Phrasal Verbs Dominoes

The aim of this dominoes game is to revise various phrasal verbs and use them in context. Aimed at FCE/CAE and Upper-Intermediate/Advanced levels. It might be used a warm-up activity, a filler, or as a pre-test revision activity. It works great as a contest between groups too.

The Task

Students work in pairs or small groups and try to match phrasal verbs with their meanings using the dominoes cards. This might require pretty close monitoring to make sure appropriate cards get matched.

Once your students have completed the task it is time to use the verbs in context. In pairs / groups, students write 5 sentences using green definitions. Then they exchange their sentences with other groups so that everybody has a new set. Now they should rewrite the sentences using phrasal verbs. Example: When Tom was 5 he discovered he was adopted. –> When Tom was 5 he found out he was adopted. Students may slightly change the wording to get their meaning across. Example: John thought Mary was not as clever as him. –> John looked down on Mary.

For more phrasal verbs practice see this Connect 4 game.

Personal Experience

Teaching phrasal verbs has always been pretty tough, but making my students use them on their own, in speech or writing, has been even more challenging, mostly because they have always treated this topic as something impossible to learn. I have been resorting to a number of games to tame these despised phrasal verbs and dominoes is a classic.

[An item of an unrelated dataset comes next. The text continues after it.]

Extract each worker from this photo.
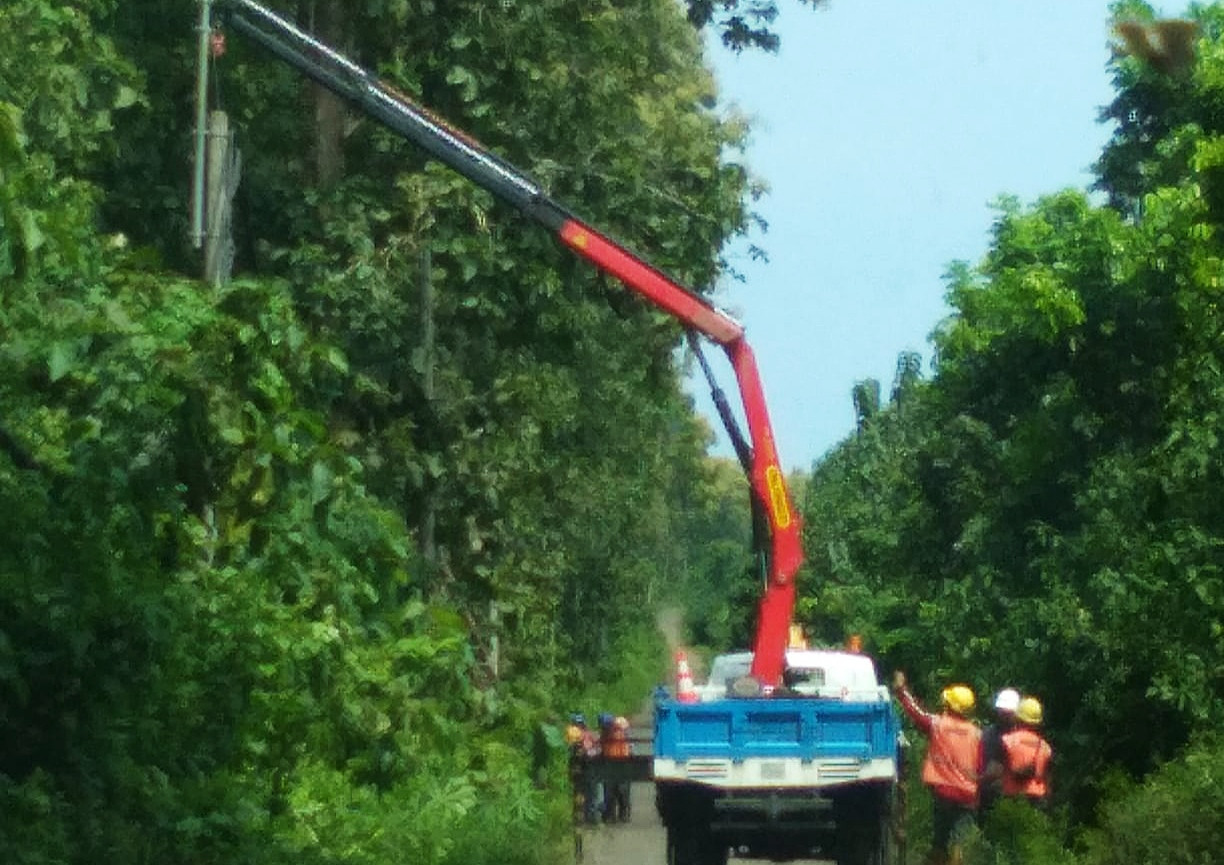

Another possible follow-up activity involves writing a phrasal verb story with groups competing to come up with a coherent text where no other verbs but phrasal verbs from the given set are used ( the longest I have seen was 8 sentences long, not bad!) Another idea is to have students mime some of the phrasal verbs at the very end of class for the others to guess (or for you to mime and for them to guess if the group are very shy. I have tried it both ways and I recommend it, nothing like trying to mime “run out of” in order to finish the class on a positive note!)